News and Press Releases

Former Detention Center Nurse Sentenced for Assisting Gang Member to Escape

FOR IMMEDIATE RELEASE
May 6, 2005

Las Vegas, Nev. - A former nurse at the City of Las Vegas Detention Center who smuggled contraband into the facility, including a tool to assist in the escape of federal inmates, was sentenced today to five years of probation and eight months in a community corrections center for her guilty plea to Instigating or Assisting Escape, a felony offense, announced Daniel G. Bogden, United States Attorney for the District of Nevada.

CHRISTINA LAVONDA MATHEWS, age 28, of Las Vegas, pleaded guilty to the charges on February 4, 2005. According to the guilty plea memorandum, on about March 1, 2004, MATHEWS was hired as a Licensed Practicing Nurse (LPN) at the City of Las Vegas Detention Center at 3300 Stewart Avenue, in Las Vegas. MATHEWS was assigned to a unit which houses federal prisoners. On about March 1, 2004, MATHEWS began an improper relationship with Leland Devine Banks, who was awaiting sentencing on federal charges. Throughout an approximately eight-month relationship, MATHEWS received over 1,000 recorded telephone calls from Leland Banks, in which they discussed escape plans for Banks and other federal inmates, and the smuggling of contraband, including cigarettes, marijuana, and wire cutting tools, into the facility.

During November 2004, in separate recorded conversations with a cooperating individual (CI), MATHEWS openly discussed the smuggling of contraband into the Detention Center and aiding in the escape of federal inmates. MATHEWS also met with the CI in front of MATHEWS' apartment building at 5250 Stewart Avenue, paid the individual $200 to smuggle marijuana into the Detention Center, and asked the individual to provide her with a new tool to cut the detention facility fence. Under the supervision of the investigating agents, the CI provided MATHEWS with a new wire cutting tool.

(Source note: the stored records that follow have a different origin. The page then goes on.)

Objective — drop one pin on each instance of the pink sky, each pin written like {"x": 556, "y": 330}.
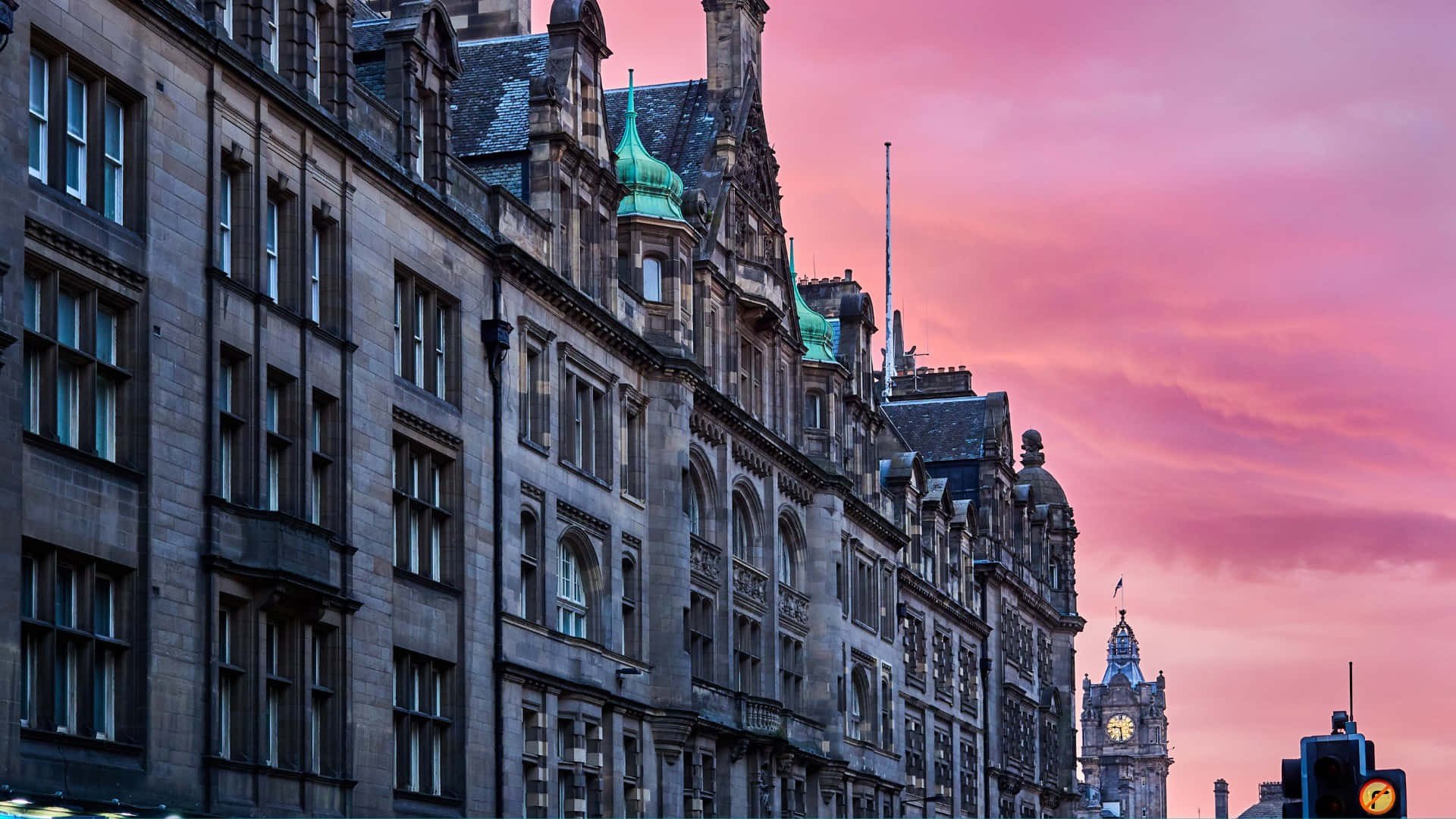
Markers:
{"x": 1207, "y": 251}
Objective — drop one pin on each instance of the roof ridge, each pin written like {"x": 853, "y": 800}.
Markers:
{"x": 655, "y": 85}
{"x": 491, "y": 39}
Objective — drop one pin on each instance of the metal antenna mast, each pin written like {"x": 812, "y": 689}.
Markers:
{"x": 890, "y": 314}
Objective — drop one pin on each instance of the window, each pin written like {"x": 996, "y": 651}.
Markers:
{"x": 867, "y": 594}
{"x": 73, "y": 349}
{"x": 419, "y": 136}
{"x": 651, "y": 280}
{"x": 111, "y": 172}
{"x": 571, "y": 596}
{"x": 747, "y": 651}
{"x": 232, "y": 406}
{"x": 634, "y": 455}
{"x": 324, "y": 716}
{"x": 281, "y": 425}
{"x": 791, "y": 672}
{"x": 585, "y": 426}
{"x": 695, "y": 504}
{"x": 224, "y": 223}
{"x": 421, "y": 723}
{"x": 39, "y": 115}
{"x": 315, "y": 264}
{"x": 322, "y": 445}
{"x": 743, "y": 535}
{"x": 74, "y": 642}
{"x": 424, "y": 319}
{"x": 271, "y": 251}
{"x": 93, "y": 158}
{"x": 76, "y": 137}
{"x": 421, "y": 516}
{"x": 631, "y": 627}
{"x": 535, "y": 395}
{"x": 814, "y": 411}
{"x": 271, "y": 20}
{"x": 861, "y": 707}
{"x": 530, "y": 569}
{"x": 788, "y": 556}
{"x": 701, "y": 635}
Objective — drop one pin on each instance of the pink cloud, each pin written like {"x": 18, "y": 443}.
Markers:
{"x": 1206, "y": 251}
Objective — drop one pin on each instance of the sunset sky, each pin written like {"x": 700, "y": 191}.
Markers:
{"x": 1207, "y": 251}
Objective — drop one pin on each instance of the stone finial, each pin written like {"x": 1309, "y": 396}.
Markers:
{"x": 1031, "y": 449}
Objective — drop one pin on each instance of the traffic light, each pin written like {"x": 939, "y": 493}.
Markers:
{"x": 1335, "y": 779}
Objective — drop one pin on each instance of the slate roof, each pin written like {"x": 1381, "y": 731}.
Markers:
{"x": 369, "y": 36}
{"x": 370, "y": 74}
{"x": 364, "y": 12}
{"x": 941, "y": 428}
{"x": 492, "y": 95}
{"x": 673, "y": 121}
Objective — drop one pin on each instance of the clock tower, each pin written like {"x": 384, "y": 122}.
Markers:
{"x": 1125, "y": 735}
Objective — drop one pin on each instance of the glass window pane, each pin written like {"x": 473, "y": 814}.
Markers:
{"x": 107, "y": 419}
{"x": 67, "y": 318}
{"x": 105, "y": 335}
{"x": 67, "y": 403}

On November 21, 2004, MATHEWS was arrested at the Detention Center when she arrived for work. She confessed that she had smuggled contraband, including wire cutting tools, into the facility, and had provided them to Leland Banks. Contraband that MATHEWS had smuggled into the facility, and correspondence between MATHEWS and Banks, was discovered during a search of the unit that housed the federal inmates. Additional correspondence between MATHEWS and Banks, and the wire cutting device provided to MATHEWS by the CI, was recovered during a search of MATHEWS' apartment.

As conditions of her probation, MATHEWS was also ordered to undergo drug and mental health counseling, perform 100 hours of community work service, and have no contact with Leland Banks.

The case was investigated by Special Agents with the FBI and Officers with the City of Las Vegas Detention Center, and prosecuted by Assistant United States Attorney J. Gregory Damm.